If you have ever coached anything or been coached in anything, you know this well. Imagine your coach teaching you the offense on a white board, telling you when the game is, and then showing up on game day to watch you play. Chances are you and your team would fail miserably. There is no focus on the process and the fundamentals. There is no chance to work on passing, dribbling, defense, being in shape, etc. Why then do we do this in classroom? I am afraid that the answer is time and pressure.

Teachers have quite a grind throughout the school year. They have high expectations from themselves and administrators. They have students in their class that range from low to high levels of achievement. They only have so much time to grade and deliver instruction, while also teaching them all of the content specific skills outlined in state standards. These are all very challenging obstacles to overcome. However, we must make the transition and there are some easily implementable strategies to do so.

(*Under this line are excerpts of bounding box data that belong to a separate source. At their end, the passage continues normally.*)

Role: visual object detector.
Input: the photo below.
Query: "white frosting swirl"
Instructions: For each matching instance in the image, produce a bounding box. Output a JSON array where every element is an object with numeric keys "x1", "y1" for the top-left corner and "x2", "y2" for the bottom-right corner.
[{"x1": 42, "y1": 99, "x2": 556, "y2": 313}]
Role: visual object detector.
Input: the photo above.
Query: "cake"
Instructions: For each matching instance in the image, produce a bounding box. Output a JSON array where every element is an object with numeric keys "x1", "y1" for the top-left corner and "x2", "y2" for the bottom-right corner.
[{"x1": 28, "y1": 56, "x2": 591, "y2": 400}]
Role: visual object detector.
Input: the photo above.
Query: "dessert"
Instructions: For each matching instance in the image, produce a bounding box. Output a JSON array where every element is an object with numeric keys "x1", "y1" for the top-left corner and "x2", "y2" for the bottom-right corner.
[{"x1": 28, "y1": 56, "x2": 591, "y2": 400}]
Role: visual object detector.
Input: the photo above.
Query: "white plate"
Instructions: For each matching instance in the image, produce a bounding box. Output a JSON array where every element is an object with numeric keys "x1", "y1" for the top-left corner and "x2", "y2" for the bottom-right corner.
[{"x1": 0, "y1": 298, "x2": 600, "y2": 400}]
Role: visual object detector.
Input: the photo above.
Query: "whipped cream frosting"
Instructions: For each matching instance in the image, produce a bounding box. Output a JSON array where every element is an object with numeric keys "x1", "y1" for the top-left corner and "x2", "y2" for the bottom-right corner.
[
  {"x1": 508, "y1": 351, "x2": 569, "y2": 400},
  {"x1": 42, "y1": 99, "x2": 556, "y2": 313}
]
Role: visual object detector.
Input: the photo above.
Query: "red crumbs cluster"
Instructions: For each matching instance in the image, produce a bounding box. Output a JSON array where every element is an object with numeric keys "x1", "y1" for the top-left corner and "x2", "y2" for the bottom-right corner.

As educators we should focus on grading and providing feedback throughout the process. Not every point value added into the grade book has to be given in the traditional sense. What if we stopped in the middle of working on an essay to see how well we are doing as a class? What if the teacher sat with each student and provided advice to them that is specific to their level and topic? And what if we gave them points for working with us on editing? What is we stopped in the middle of our math work to do some group problems? What if we gave points for this process? Why don't we have students write goals for projects and work to achieve these goals through their project work and guess what...give them points for that too!

These are very general ideas but they are all conducive to the approach that focuses on the process. We should be creating check points and safety nets for our students. There are so many students who line up for the start but never get their engine started because they don't know how to get to the finish line. Each day, teachers leave students like this behind because they skipped the most important aspect of learning...the process. We have to give feedback, support, and advice to our student throughout the process. As a result, the next time they go through the process, they will be better. Somewhere along the way we started thinking that assigning and grading was our most important function as a teacher when in reality it is the least important. Focusing on the process helps to improve gifted and struggling students because it provides the opportunity to see where they can improve no matter what level they may be. Because lets face it, giving a gifted student an A over and over does not really teach them how to become even more successful. It teaches them to do what they must to receive another A.

We have all gone through failures and successes in our lifetime. However, we have learned from both because of the process. Success can't be repeated without understanding the process to do so. We have to teach our students how to struggle and overcome on their way to success. If we do not go on the journey with them, many will be lost. However, if we hike with them through the mountains, they will see the Machu Picchu at the end. We are in the business of teaching students, not grading them. Leading is Teaching.